I just came out of an "Agile" team where the sprints are 3-weeks long, and during this same time, about 12 hours of that time is spent on exercises such as Scrum grooming, reviewing, Scrum, and retrospective, and the team works to develop and test within the time left.
Of course, this is the typical Agile implementation you find in many small/medium sized companies. You hear talks of avoiding code smells etc. in many of these settings, but the fact is many Agile teams I have worked with rarely spend more than 1 hour thinking of the design for the story/tasks on their plate. My question is, to ensure you do not end up with spagetti code, how much of the sprint-time should be allocated to ensuring that each and every new feature, new tweak,patch, passes the "good design" test?
I came across this article on Martin Fowler's blog, Is Design Dead?. I do believe that is an excellent read however, real-world implementation of these methodologies (XP, Scrum and Agile included) tend to throw design out the window. My question is, is there really room for good design in today's 2-3 week sprint "Agile" implementation world?

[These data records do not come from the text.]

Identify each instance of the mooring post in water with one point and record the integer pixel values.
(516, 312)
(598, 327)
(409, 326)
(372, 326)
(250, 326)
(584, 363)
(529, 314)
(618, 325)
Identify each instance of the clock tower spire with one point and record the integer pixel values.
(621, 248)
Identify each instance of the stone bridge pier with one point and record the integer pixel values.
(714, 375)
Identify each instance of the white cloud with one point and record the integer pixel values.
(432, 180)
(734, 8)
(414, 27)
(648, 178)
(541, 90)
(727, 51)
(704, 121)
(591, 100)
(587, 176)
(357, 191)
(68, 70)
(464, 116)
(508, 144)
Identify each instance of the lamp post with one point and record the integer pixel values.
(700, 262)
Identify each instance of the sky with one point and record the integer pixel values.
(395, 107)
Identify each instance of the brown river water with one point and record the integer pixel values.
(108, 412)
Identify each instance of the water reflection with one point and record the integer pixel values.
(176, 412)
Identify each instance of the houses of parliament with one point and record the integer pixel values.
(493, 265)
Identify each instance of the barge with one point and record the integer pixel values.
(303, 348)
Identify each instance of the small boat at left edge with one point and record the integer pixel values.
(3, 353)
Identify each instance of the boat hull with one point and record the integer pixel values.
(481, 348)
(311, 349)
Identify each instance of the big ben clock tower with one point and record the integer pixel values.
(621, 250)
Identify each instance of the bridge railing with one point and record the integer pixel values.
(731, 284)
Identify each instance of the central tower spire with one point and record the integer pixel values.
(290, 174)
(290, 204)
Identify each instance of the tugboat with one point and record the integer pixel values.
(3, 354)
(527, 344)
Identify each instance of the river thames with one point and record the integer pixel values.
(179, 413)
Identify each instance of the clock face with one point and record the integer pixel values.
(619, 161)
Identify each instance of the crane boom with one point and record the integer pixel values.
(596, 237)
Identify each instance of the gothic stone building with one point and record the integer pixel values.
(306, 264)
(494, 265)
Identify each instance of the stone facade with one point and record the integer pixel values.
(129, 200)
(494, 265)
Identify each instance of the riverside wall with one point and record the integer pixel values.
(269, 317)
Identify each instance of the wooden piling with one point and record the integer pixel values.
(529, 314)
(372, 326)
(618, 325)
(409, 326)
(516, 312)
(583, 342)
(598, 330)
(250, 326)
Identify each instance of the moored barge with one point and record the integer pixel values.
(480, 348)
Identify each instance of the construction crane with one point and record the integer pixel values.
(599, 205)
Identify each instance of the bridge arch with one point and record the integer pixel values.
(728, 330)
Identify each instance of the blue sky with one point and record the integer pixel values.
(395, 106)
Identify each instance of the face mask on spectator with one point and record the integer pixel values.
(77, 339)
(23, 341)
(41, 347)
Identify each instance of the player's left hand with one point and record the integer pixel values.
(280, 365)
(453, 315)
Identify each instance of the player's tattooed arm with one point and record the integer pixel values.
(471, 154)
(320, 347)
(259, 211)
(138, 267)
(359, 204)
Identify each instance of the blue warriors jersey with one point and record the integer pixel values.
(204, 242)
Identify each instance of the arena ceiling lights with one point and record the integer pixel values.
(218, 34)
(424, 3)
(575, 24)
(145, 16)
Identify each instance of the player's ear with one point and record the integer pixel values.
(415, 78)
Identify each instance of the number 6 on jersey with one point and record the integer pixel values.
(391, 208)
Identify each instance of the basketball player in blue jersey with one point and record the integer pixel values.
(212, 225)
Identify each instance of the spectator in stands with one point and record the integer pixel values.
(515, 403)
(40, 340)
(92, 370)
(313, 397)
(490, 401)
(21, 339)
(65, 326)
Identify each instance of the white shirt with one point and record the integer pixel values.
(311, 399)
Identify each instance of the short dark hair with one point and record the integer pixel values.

Maybe I should re-state that nowhere have I suggested that the Martin Fowler article included above says there is no room for good design. That article actually argues otherwise. My question here is simply to understand where 'good design' fits into real world implementations of the various "agile" methodologies. In a typical agile team, you may find that some of the stories where created long before many of the team members were brought on board. When you have a team of ,say, 10 developers that pick up 30 tasks to work on for the next sprint, how do they ensure that each piece is correctly designed to integrate and scale with the rest of the application?